Case Presentation: An 87-year-old woman presented with generalized malaise 3 days after starting Trimethoprim-Sulfamethoxazole (TMP-SMX) for treatment of a UTI. Admission vitals were within normal limits and examination was benign with a baseline mental status. Labs on arrival were notable for sodium of 120mmol/L, serum osmolality of 253mOsm/kg, potassium 4.3mmol/L, bicarbonate 18mmol/L, urine sodium of 34mmol/L and urine osmolality of 201mOsm/kg. Due to recent use of TMP-SMX and low bicarbonate, the patient was diagnosed with hyponatremia secondary to TMP-SMX induced salt wasting. TMP-SMX was held, 500mls of normal saline was given and normal diet encouraged. Serum sodium improved to 128mmol/L within 29 hours, with resolution of symptoms.

Discussion: TMP-SMX is a combination of a diaminopyrimidine and a sulfonamide which work together to inhibit bacterial folate metabolism (1). Hyponatremia is a known side effect. This is thought to occur by TMP-induced salt wasting as TMP is structurally similar to potassium-sparing diuretics like amiloride and triamterene which block the ENaC sodium channel in the distal nephron. This can cause hyponatremia due to natriuresis, hyperkalemia due to decreased potassium secretion in the distal tubules secondary to increased positive luminal charge from increased luminal sodium and metabolic acidosis through various not fully determined mechanisms (2, 3, 4, 5).
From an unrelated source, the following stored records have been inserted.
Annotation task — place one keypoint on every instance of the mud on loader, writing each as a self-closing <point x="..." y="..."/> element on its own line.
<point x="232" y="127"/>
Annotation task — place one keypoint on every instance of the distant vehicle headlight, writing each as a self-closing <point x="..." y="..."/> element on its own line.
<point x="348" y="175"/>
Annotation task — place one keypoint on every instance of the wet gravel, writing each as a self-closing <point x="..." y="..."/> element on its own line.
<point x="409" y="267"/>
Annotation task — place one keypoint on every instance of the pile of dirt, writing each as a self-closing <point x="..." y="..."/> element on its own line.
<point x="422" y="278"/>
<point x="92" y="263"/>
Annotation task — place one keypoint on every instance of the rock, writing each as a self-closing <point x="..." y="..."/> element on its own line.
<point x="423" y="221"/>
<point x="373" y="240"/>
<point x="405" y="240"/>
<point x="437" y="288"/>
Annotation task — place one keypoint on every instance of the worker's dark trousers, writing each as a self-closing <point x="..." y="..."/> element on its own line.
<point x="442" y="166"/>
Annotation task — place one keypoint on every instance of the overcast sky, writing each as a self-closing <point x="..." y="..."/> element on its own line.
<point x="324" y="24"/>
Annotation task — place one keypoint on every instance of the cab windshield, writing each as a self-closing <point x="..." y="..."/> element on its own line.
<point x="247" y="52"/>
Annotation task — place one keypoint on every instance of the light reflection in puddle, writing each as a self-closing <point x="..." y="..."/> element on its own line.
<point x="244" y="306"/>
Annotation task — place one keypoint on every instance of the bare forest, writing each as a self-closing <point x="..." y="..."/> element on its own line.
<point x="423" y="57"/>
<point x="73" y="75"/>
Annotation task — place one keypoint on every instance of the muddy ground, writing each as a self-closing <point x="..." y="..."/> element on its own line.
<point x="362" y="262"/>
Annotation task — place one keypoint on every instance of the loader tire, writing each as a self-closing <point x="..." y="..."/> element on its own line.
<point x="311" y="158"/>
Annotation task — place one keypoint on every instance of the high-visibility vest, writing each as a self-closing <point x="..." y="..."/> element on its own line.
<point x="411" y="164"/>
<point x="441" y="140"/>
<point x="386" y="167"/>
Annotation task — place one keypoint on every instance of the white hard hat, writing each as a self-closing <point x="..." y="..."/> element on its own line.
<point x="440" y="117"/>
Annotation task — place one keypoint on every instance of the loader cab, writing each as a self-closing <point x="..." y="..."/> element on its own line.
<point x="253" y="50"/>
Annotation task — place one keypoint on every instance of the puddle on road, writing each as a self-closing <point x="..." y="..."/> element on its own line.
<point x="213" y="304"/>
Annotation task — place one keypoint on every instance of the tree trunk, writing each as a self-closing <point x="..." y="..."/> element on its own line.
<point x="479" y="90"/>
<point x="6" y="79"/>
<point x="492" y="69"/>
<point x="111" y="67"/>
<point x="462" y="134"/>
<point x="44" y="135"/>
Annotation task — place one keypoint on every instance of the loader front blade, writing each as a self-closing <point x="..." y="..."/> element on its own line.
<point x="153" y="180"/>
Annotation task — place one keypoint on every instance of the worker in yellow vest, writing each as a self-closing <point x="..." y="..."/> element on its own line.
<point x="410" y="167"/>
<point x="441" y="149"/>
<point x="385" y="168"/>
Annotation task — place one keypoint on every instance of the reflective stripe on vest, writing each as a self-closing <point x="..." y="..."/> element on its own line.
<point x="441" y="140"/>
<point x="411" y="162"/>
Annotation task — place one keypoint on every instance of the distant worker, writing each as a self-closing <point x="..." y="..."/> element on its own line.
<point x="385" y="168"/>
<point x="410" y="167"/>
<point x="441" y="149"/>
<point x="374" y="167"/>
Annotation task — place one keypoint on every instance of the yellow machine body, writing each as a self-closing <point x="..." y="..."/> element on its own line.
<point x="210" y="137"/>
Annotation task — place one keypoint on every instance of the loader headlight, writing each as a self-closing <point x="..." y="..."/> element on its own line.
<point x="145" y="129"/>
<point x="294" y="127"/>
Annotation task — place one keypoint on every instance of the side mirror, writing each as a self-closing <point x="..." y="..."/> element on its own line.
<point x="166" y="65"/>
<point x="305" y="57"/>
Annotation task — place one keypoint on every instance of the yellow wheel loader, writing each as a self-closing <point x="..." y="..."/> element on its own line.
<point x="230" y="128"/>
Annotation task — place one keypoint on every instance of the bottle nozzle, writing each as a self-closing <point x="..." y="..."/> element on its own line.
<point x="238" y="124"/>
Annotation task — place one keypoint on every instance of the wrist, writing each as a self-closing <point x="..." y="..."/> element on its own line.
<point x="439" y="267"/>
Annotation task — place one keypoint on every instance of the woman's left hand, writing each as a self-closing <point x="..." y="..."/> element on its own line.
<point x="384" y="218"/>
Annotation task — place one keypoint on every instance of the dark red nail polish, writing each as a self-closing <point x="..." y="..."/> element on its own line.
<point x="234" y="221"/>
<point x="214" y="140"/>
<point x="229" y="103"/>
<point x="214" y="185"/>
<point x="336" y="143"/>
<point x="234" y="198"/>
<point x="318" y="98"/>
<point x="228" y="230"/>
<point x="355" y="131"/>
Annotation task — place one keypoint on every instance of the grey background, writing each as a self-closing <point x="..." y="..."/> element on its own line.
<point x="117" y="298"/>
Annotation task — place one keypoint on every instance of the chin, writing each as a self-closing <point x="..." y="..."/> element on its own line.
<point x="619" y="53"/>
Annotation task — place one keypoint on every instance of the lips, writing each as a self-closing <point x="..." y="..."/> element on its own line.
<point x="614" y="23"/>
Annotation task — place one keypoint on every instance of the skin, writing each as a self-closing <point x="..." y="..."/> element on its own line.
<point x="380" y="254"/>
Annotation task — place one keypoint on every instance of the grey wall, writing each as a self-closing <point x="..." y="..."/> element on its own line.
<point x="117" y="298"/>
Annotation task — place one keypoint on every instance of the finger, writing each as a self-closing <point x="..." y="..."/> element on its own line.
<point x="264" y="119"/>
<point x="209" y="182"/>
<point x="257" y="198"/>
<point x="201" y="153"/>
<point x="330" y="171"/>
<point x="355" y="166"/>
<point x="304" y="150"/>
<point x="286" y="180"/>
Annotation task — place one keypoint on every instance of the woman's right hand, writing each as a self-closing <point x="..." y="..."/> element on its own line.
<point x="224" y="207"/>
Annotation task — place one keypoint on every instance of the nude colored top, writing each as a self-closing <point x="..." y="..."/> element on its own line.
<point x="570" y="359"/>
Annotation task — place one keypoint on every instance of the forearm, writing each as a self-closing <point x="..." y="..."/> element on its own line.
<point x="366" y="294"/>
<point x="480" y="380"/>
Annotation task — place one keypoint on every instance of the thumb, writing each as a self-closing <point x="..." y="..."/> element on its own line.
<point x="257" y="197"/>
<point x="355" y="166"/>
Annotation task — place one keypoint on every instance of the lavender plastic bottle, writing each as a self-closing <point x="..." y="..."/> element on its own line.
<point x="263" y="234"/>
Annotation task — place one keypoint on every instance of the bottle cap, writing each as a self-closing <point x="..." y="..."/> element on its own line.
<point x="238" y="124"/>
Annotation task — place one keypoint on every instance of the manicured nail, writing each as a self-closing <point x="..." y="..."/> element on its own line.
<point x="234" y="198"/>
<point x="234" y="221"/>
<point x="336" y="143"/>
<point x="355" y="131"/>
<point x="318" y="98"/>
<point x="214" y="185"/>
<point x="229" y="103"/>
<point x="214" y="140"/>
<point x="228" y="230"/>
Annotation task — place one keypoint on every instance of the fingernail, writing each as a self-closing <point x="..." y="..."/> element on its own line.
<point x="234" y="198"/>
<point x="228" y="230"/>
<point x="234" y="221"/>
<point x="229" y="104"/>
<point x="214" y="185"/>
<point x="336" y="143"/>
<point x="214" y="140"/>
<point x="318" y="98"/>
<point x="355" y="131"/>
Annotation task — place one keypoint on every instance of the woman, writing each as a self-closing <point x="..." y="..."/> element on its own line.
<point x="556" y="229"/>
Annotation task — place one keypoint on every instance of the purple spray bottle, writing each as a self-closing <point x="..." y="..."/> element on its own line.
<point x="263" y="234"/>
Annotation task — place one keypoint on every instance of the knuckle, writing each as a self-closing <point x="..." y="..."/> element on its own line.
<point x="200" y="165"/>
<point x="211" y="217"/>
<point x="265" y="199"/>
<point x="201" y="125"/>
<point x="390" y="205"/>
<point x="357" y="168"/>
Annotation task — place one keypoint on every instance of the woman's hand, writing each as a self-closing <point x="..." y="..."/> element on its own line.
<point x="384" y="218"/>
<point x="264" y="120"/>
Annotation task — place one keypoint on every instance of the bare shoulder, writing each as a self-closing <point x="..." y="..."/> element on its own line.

Hyponatremia occurs in 72.3% of patients receiving >/=8mg/kg/day of TMP for 3 or more days and less commonly at lower doses, but serum sodium levels less than 125mmol/L only occur in 10.5% of patients (2, 6, 7). Risk factors include old age and concurrent diuretic use (3). Diagnosis of salt wasting nephropathy is difficult as urine studies show raised urine osmolality and sodium, similar to SIADH. However, it is key to quickly distinguish between these etiologies as salt wasting nephropathy requires saline containing fluid administration whereas SIADH requires fluid restriction (2, 3). Subtle differences between these two diagnoses are that salt wasting nephropathy is classically hypovolemic, and therefore can have raised renin, aldosterone and BUN:Cr ratios. Patients taking trimethoprim specifically can also have low bicarbonate or high potassium due to ENaC blockade. In contrast, SIADH is classically euvolemic, with normal bicarbonate and low potassium due to ADH escape via increased expression of ENaC channels and hyponatremia-stimulated increased aldosterone levels (3). Salt wasting nephropathy can also be suspected when management options aimed at SIADH, such as fluid restriction, fail.

Conclusions: TMP-SMX causes hyponatremia via a salt wasting nephropathy, which presents similarly to SIADH, but requires opposite treatment. Treatment of salt wasting nephropathy induced hyponatremia involves administration of saline containing fluids, whereas treatment of SIADH induced hyponatremia involves fluid restriction.Rapid identification is key for successful management since treating salt wasting nephropathy as SIADH can worsen hyponatremia and hypovolemia.